The task is to show that any parabola with the value a passes through shared point.

I graphed the parabola and understand that the shared point is $(-2,4)$. My current issue is generalizing why this is and how to prove it.

Answer 1

Just a disclaimer this is not the most formal proof so take it with some skepticism

Considered rearranging the quadratic so that $a$ is the subject. You get $a=\frac{y-x^2}{x/2+1}$ since $a$ can take any real value then the only candidates for $x$ and $y$ must make the right hand side an indeterminate form, e.g. since $x$ and $y$ are both finite both neumerator and denominator must be zero.
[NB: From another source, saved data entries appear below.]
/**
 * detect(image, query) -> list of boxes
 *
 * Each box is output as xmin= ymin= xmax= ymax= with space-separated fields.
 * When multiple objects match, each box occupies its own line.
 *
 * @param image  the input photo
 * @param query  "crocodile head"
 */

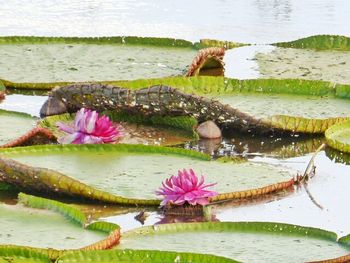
xmin=40 ymin=96 xmax=67 ymax=117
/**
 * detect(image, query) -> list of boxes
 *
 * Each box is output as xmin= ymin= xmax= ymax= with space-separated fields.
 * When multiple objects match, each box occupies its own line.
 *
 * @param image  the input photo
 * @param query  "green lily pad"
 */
xmin=273 ymin=35 xmax=350 ymax=51
xmin=56 ymin=249 xmax=237 ymax=263
xmin=117 ymin=222 xmax=350 ymax=263
xmin=0 ymin=109 xmax=36 ymax=146
xmin=0 ymin=203 xmax=106 ymax=250
xmin=255 ymin=47 xmax=350 ymax=84
xmin=0 ymin=144 xmax=294 ymax=204
xmin=39 ymin=76 xmax=350 ymax=134
xmin=0 ymin=37 xmax=198 ymax=83
xmin=215 ymin=93 xmax=350 ymax=120
xmin=325 ymin=120 xmax=350 ymax=153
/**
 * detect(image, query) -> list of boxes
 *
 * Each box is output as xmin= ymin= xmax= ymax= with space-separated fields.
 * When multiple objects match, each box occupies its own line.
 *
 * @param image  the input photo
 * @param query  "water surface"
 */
xmin=0 ymin=0 xmax=349 ymax=43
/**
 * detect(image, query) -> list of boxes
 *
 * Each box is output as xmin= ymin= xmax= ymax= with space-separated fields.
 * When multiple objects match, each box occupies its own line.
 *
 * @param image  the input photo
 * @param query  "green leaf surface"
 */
xmin=36 ymin=76 xmax=350 ymax=134
xmin=339 ymin=233 xmax=350 ymax=246
xmin=56 ymin=249 xmax=238 ymax=263
xmin=196 ymin=39 xmax=247 ymax=49
xmin=0 ymin=36 xmax=195 ymax=47
xmin=0 ymin=203 xmax=106 ymax=250
xmin=215 ymin=93 xmax=350 ymax=120
xmin=255 ymin=46 xmax=350 ymax=84
xmin=118 ymin=222 xmax=349 ymax=263
xmin=0 ymin=109 xmax=37 ymax=146
xmin=0 ymin=247 xmax=51 ymax=263
xmin=18 ymin=192 xmax=87 ymax=226
xmin=273 ymin=35 xmax=350 ymax=51
xmin=0 ymin=144 xmax=294 ymax=203
xmin=0 ymin=39 xmax=197 ymax=83
xmin=325 ymin=120 xmax=350 ymax=153
xmin=0 ymin=80 xmax=5 ymax=92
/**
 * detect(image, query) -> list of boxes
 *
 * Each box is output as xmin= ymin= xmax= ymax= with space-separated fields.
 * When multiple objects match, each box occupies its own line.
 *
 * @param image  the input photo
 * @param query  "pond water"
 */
xmin=1 ymin=0 xmax=350 ymax=260
xmin=0 ymin=0 xmax=349 ymax=43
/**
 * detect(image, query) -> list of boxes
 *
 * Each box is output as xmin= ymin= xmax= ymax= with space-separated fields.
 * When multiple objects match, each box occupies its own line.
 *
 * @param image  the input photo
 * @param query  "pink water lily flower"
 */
xmin=156 ymin=169 xmax=218 ymax=206
xmin=56 ymin=108 xmax=122 ymax=144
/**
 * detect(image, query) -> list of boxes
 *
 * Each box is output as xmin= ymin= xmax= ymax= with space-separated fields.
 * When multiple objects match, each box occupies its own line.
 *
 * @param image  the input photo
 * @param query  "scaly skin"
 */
xmin=40 ymin=83 xmax=273 ymax=134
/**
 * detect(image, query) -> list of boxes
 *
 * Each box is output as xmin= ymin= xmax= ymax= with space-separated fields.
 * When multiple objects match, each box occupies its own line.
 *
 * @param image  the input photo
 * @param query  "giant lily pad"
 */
xmin=0 ymin=109 xmax=37 ymax=146
xmin=216 ymin=93 xmax=350 ymax=120
xmin=0 ymin=193 xmax=122 ymax=262
xmin=117 ymin=222 xmax=350 ymax=263
xmin=0 ymin=36 xmax=199 ymax=83
xmin=0 ymin=144 xmax=296 ymax=205
xmin=119 ymin=77 xmax=350 ymax=133
xmin=0 ymin=202 xmax=106 ymax=250
xmin=40 ymin=77 xmax=350 ymax=134
xmin=325 ymin=120 xmax=350 ymax=153
xmin=255 ymin=47 xmax=350 ymax=84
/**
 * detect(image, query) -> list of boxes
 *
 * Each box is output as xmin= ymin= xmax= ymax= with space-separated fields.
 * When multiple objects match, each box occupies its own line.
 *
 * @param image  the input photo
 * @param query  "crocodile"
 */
xmin=40 ymin=83 xmax=273 ymax=134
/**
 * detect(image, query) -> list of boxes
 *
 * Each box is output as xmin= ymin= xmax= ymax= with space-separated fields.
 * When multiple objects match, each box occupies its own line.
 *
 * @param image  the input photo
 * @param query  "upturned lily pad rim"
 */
xmin=339 ymin=233 xmax=350 ymax=246
xmin=56 ymin=249 xmax=239 ymax=263
xmin=18 ymin=192 xmax=120 ymax=233
xmin=0 ymin=35 xmax=196 ymax=48
xmin=0 ymin=247 xmax=238 ymax=263
xmin=2 ymin=76 xmax=350 ymax=100
xmin=0 ymin=108 xmax=35 ymax=119
xmin=272 ymin=34 xmax=350 ymax=51
xmin=122 ymin=221 xmax=339 ymax=242
xmin=325 ymin=120 xmax=350 ymax=153
xmin=0 ymin=246 xmax=52 ymax=263
xmin=0 ymin=143 xmax=210 ymax=160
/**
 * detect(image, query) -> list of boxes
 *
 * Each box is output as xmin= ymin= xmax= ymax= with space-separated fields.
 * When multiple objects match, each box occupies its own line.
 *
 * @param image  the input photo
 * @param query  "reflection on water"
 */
xmin=184 ymin=134 xmax=324 ymax=158
xmin=255 ymin=0 xmax=292 ymax=22
xmin=326 ymin=147 xmax=350 ymax=165
xmin=216 ymin=152 xmax=350 ymax=236
xmin=0 ymin=0 xmax=349 ymax=43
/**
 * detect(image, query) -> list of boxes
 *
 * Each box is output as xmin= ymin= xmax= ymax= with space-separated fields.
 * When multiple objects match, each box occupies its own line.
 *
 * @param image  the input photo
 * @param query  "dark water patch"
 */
xmin=183 ymin=134 xmax=324 ymax=159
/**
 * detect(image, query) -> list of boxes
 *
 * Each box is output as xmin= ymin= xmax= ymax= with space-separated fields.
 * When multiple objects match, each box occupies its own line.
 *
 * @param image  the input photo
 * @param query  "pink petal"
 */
xmin=57 ymin=132 xmax=80 ymax=144
xmin=85 ymin=110 xmax=98 ymax=133
xmin=56 ymin=121 xmax=75 ymax=134
xmin=156 ymin=168 xmax=218 ymax=207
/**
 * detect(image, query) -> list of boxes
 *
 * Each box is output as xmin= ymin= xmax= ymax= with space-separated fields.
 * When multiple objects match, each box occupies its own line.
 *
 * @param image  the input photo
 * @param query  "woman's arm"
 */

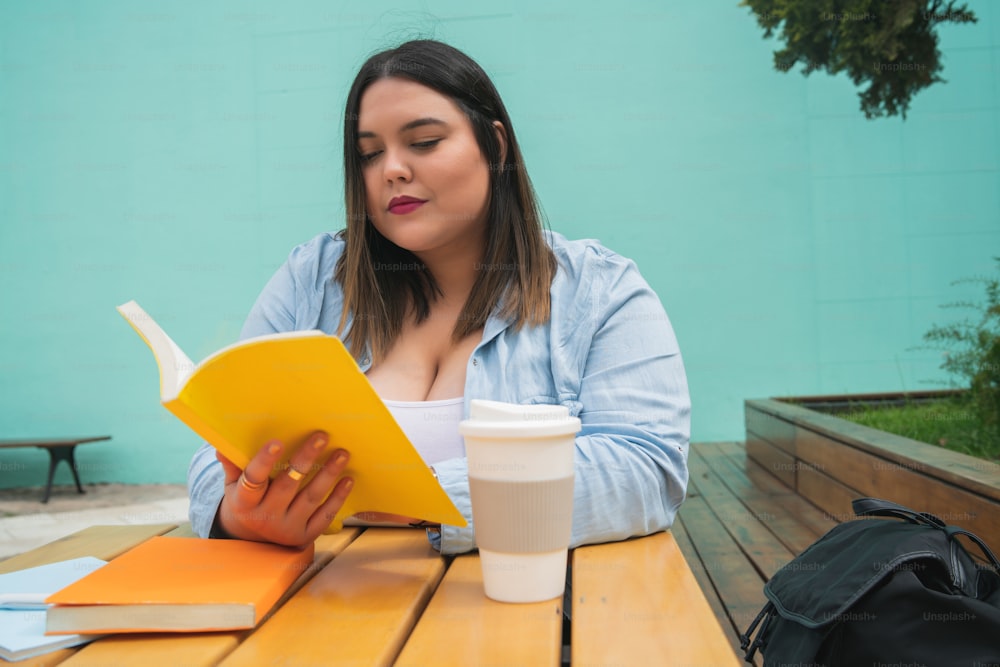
xmin=566 ymin=270 xmax=690 ymax=547
xmin=435 ymin=247 xmax=690 ymax=554
xmin=188 ymin=441 xmax=227 ymax=537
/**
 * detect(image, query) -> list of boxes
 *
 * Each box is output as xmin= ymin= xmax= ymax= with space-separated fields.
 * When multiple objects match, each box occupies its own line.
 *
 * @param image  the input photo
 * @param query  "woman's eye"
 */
xmin=359 ymin=150 xmax=381 ymax=164
xmin=412 ymin=139 xmax=441 ymax=150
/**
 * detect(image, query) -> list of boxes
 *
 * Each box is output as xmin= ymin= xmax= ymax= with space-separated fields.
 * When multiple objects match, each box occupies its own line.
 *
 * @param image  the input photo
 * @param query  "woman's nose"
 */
xmin=381 ymin=147 xmax=412 ymax=183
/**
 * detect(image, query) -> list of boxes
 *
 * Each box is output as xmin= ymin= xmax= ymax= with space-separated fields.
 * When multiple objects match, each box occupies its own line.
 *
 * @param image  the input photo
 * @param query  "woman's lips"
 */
xmin=388 ymin=196 xmax=427 ymax=215
xmin=388 ymin=201 xmax=426 ymax=215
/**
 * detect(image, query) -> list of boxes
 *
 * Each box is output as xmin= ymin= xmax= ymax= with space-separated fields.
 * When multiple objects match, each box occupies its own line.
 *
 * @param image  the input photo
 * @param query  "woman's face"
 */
xmin=357 ymin=77 xmax=493 ymax=264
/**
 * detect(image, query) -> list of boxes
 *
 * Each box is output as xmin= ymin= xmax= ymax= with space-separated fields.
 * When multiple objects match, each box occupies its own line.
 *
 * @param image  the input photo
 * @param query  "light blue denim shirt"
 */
xmin=188 ymin=231 xmax=690 ymax=555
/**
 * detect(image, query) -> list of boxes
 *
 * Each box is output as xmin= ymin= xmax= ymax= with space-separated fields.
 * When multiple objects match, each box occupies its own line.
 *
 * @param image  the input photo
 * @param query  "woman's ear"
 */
xmin=492 ymin=120 xmax=508 ymax=165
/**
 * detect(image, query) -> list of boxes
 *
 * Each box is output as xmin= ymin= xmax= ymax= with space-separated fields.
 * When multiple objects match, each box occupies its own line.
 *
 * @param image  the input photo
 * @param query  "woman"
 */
xmin=188 ymin=39 xmax=690 ymax=555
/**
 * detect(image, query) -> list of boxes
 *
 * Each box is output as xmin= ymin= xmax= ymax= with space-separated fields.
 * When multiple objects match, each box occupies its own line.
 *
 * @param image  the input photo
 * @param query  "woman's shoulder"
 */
xmin=286 ymin=231 xmax=346 ymax=265
xmin=544 ymin=230 xmax=639 ymax=284
xmin=282 ymin=231 xmax=346 ymax=287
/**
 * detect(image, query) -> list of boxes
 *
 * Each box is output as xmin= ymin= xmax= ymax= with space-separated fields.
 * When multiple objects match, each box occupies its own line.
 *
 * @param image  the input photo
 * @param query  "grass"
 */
xmin=837 ymin=397 xmax=1000 ymax=462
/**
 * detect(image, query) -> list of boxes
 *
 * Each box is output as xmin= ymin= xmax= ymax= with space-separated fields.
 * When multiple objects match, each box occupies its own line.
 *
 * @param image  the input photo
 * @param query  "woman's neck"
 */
xmin=415 ymin=245 xmax=484 ymax=307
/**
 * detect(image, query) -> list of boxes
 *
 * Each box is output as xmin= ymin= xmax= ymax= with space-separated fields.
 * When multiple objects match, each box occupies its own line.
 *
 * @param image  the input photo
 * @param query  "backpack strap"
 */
xmin=854 ymin=498 xmax=1000 ymax=572
xmin=946 ymin=526 xmax=1000 ymax=571
xmin=740 ymin=600 xmax=775 ymax=663
xmin=852 ymin=497 xmax=946 ymax=528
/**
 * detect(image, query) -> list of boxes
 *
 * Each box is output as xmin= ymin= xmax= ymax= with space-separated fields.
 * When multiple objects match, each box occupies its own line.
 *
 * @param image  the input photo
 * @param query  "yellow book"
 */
xmin=116 ymin=300 xmax=466 ymax=531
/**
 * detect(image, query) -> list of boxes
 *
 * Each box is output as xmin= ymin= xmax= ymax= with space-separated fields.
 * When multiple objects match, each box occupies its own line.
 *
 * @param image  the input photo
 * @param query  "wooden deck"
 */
xmin=675 ymin=441 xmax=840 ymax=663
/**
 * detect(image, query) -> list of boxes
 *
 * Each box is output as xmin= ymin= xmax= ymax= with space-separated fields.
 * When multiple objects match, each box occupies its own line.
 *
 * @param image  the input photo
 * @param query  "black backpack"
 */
xmin=741 ymin=497 xmax=1000 ymax=666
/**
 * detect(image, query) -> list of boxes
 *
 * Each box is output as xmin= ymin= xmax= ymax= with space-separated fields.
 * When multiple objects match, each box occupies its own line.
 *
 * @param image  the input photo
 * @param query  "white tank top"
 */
xmin=382 ymin=397 xmax=466 ymax=466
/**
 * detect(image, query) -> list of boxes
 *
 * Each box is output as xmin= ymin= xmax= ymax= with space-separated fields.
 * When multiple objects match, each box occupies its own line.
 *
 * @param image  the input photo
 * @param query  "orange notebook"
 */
xmin=45 ymin=537 xmax=314 ymax=634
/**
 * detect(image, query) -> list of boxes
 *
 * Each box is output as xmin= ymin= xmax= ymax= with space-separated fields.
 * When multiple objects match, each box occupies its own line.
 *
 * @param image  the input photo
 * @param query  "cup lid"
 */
xmin=459 ymin=399 xmax=582 ymax=438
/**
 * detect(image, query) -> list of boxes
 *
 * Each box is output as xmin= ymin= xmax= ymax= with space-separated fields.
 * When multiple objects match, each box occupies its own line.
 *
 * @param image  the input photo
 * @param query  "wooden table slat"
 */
xmin=163 ymin=523 xmax=198 ymax=538
xmin=572 ymin=531 xmax=742 ymax=666
xmin=671 ymin=517 xmax=753 ymax=664
xmin=0 ymin=524 xmax=178 ymax=574
xmin=59 ymin=632 xmax=245 ymax=667
xmin=219 ymin=528 xmax=445 ymax=667
xmin=395 ymin=553 xmax=563 ymax=666
xmin=676 ymin=495 xmax=769 ymax=638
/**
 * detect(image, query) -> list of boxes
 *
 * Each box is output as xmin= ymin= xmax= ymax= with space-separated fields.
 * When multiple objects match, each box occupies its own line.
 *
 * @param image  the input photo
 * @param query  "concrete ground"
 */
xmin=0 ymin=483 xmax=189 ymax=561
So we want $x/2+1=0$ which gives $x=-2$ and $y-x^2=0$ which gives $y=4$. All that's left is to substitute these values into the original equation to verify that this is indeed a shared point.

Answer 2

Hint: If $x=-2$, what is the value of $y$ if you know that the point $(x,y)$ lies on the parabola?

Answer 3

Let $a,b \in \mathbb R$ and $a \ne b$. Schow that the equation

$$ x^2 + \frac{1}{2}ax + a= x^2 + \frac{1}{2}bx + b$$

has the unique solution $x=-2.$

Answer 4

Just a note that $$x^2+\frac{1}{2}ax+(a-4)\\=x^2+2x-2x+\frac{1}{2}ax+a-4\\=x(x+2)-\left(2-\frac{1}{2}a\right)(x+2)\\=(x+2)\left(x-2+\frac{1}{2}a\right)$$

And hence, you get 2 points which equal 4 for the original function: $x=-2$ and $x=2-\frac{1}{2}a$.

In general, there is such common points when you have some expression $x^2+f(a) x+g(a)$.